I don't know what your "real point" is. I just know what you actually wrote, which was this:

Ultimately, if the poor cannot afford medical care, either the country can pay for their care, or they can be left to suffer/die. Most right-wingers reject both options, which is illogical.

You were playing a logic game. You are attacking "right-wingers" as being illogical for rejecting the only two options you give them, while ignoring that they perceive there to be a third option. You may not agree that is a workable third option, but it is false to claim those are the only two options they see, and therefore are illogical for not choosing one of the two you give them.

Do you really think that the American people are likely to more than triple their charitable giving if all government health care was removed? Would you?

No. I also don't believe that would be remotely necessary, but I'm growing tired of having to deconstruct everything you say to dig down through all the assumptions built into your point.
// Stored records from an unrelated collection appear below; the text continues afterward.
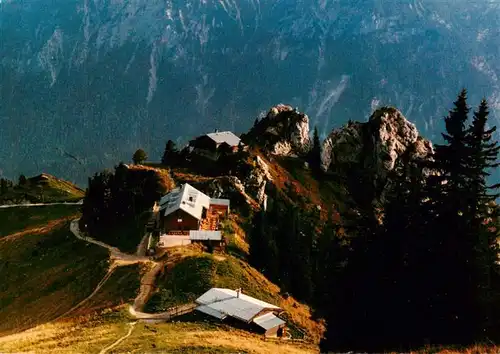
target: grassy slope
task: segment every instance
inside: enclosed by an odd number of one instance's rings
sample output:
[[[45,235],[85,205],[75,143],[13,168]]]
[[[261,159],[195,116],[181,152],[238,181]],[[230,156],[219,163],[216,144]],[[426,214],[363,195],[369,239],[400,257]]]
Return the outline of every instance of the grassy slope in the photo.
[[[98,353],[127,334],[124,311],[106,311],[0,337],[0,352]],[[137,323],[109,353],[316,353],[314,347],[263,341],[260,336],[209,323]]]
[[[26,332],[0,337],[2,353],[98,353],[127,334],[131,319],[124,310],[107,310],[64,322],[45,324]],[[461,350],[424,349],[412,354],[493,354],[498,347]],[[131,336],[108,353],[318,353],[314,346],[264,341],[262,337],[211,323],[138,323]]]
[[[310,319],[307,306],[279,295],[280,289],[245,262],[228,255],[198,255],[183,259],[159,279],[159,291],[147,304],[149,311],[193,301],[212,287],[242,288],[245,294],[283,307],[291,322],[318,341],[322,324]],[[292,326],[293,327],[293,326]]]
[[[50,221],[75,216],[79,208],[77,205],[47,205],[0,209],[0,238],[46,226]]]
[[[85,192],[71,182],[48,174],[29,178],[26,185],[16,186],[5,195],[0,195],[0,202],[28,199],[30,202],[76,202]]]
[[[0,333],[63,314],[107,271],[108,252],[77,240],[69,221],[44,231],[0,239]]]
[[[71,317],[132,303],[141,285],[140,274],[138,264],[116,268],[104,286],[88,302],[72,312]]]
[[[108,268],[107,250],[69,231],[78,206],[0,209],[0,333],[48,322],[88,296]],[[135,297],[139,269],[114,271],[101,290],[70,315]]]

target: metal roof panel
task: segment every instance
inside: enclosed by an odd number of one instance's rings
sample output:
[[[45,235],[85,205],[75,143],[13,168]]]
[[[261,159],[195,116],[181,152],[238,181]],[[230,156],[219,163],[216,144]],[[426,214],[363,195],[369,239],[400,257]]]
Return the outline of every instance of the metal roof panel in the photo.
[[[220,231],[191,230],[189,231],[189,239],[191,241],[221,241],[222,233]]]
[[[262,310],[281,310],[278,306],[257,300],[235,290],[212,288],[196,299],[198,304],[212,308],[220,313],[249,322]]]
[[[218,318],[219,320],[223,320],[227,317],[227,315],[217,311],[217,310],[214,310],[212,309],[211,307],[208,307],[208,306],[198,306],[196,308],[196,310],[200,311],[200,312],[203,312],[204,314],[207,314],[207,315],[210,315],[210,316],[213,316],[215,318]]]
[[[256,317],[253,319],[252,322],[255,323],[257,326],[264,328],[265,330],[285,324],[285,321],[283,321],[279,317],[276,317],[272,312]]]
[[[188,183],[181,188],[176,188],[160,200],[160,210],[166,209],[164,215],[170,215],[181,209],[201,220],[203,208],[210,207],[210,197],[200,192]]]
[[[230,131],[209,133],[207,136],[217,144],[226,143],[233,147],[238,146],[241,140],[236,134]]]

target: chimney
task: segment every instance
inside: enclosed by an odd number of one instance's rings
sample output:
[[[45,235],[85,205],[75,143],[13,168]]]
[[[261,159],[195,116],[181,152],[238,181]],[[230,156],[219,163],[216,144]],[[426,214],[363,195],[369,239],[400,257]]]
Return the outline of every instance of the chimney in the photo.
[[[240,293],[241,293],[241,288],[236,289],[236,298],[240,297]]]
[[[214,131],[214,133],[218,133],[218,132],[219,132],[219,129],[216,128],[215,131]]]

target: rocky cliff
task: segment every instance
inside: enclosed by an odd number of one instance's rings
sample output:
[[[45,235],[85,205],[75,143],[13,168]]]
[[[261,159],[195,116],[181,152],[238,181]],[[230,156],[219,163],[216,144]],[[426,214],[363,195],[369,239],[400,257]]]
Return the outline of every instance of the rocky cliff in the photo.
[[[334,129],[323,143],[321,163],[325,171],[356,165],[385,177],[403,154],[415,160],[430,158],[433,152],[432,143],[400,111],[383,107],[368,122],[349,122]]]
[[[248,143],[258,143],[278,156],[301,156],[309,151],[309,117],[292,106],[279,104],[256,121],[244,136]]]

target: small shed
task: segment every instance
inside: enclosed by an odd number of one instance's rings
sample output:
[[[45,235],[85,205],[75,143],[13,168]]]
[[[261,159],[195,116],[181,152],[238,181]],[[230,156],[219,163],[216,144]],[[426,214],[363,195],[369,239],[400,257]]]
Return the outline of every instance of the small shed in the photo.
[[[252,322],[266,337],[283,337],[286,334],[286,322],[272,312],[256,317]]]
[[[189,231],[189,240],[192,243],[201,243],[206,246],[222,246],[222,232],[209,230],[191,230]]]
[[[197,311],[218,320],[233,319],[266,337],[285,335],[286,322],[278,317],[283,310],[242,294],[241,289],[212,288],[196,299]]]

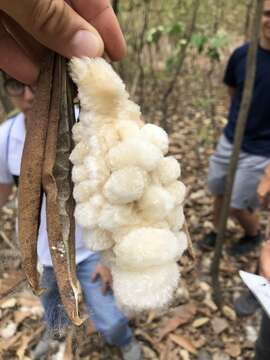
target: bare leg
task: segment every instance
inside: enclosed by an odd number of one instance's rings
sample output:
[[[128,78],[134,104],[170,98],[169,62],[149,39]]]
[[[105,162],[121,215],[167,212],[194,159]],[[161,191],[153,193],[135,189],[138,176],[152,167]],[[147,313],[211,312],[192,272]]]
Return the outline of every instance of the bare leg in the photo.
[[[247,209],[231,209],[231,216],[234,217],[245,231],[246,235],[256,236],[259,231],[259,219],[257,213]]]
[[[216,195],[214,197],[213,224],[216,232],[218,231],[223,200],[223,195]],[[239,222],[239,224],[244,229],[246,235],[257,235],[259,230],[259,219],[256,212],[250,212],[247,209],[230,209],[230,216],[232,216]]]

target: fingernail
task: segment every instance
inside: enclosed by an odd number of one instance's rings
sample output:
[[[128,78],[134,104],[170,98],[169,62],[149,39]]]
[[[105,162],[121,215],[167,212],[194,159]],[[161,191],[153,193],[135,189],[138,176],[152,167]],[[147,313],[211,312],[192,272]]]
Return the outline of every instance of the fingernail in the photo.
[[[103,44],[97,35],[87,30],[78,31],[72,38],[70,44],[72,56],[97,57],[103,52]]]

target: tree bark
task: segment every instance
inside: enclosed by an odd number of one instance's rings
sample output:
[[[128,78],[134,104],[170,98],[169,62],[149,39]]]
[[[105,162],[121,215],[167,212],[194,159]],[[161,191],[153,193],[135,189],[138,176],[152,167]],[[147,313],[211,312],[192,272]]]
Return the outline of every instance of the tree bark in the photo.
[[[246,20],[245,20],[245,28],[244,28],[244,34],[245,34],[246,41],[249,39],[249,35],[250,35],[250,19],[252,16],[252,8],[253,8],[253,0],[247,0]]]
[[[252,37],[251,37],[247,64],[246,64],[246,78],[245,78],[243,97],[237,119],[237,126],[236,126],[235,138],[234,138],[234,148],[230,160],[228,176],[226,179],[224,203],[221,211],[217,242],[215,247],[215,254],[211,267],[211,275],[212,275],[212,283],[213,283],[213,291],[214,291],[213,296],[216,304],[219,307],[221,306],[222,303],[222,295],[221,295],[221,289],[219,283],[219,265],[222,254],[224,235],[227,227],[227,220],[229,216],[230,201],[231,201],[232,188],[235,178],[235,172],[237,169],[238,157],[241,150],[247,116],[252,99],[252,92],[253,92],[253,86],[254,86],[255,74],[256,74],[256,56],[257,56],[258,38],[260,31],[260,21],[261,21],[263,2],[264,0],[257,0],[256,11],[253,18]]]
But I'll do it for a bit one last time.

I have said here, repeatedly, that I believe the U.S. health care system is expensive because most Americans demand fast, easy access to first class, cutting edge health carem, and I think we tend to overuse a lot of those more expensive assets. I also believe that "pretty good" quality health care is available for much less. Essentially, only generic drugs, devices out of patent, etc. And morally, I have no problem with a "two-tiered" health system, where people who can afford it get that first-class care they want, and those who can't get a lesser level of care that is still significantly better than nothing. There is no earthly reason that basic health care needs to be that expensive.

So, based on my support/recognition of two-tiered health care, I believe extrapolating current costs on a per patient basis to the uninsured is not mathematically valid.

You want really good health care, you have to pay for it. Otherwise, you're going to get something less.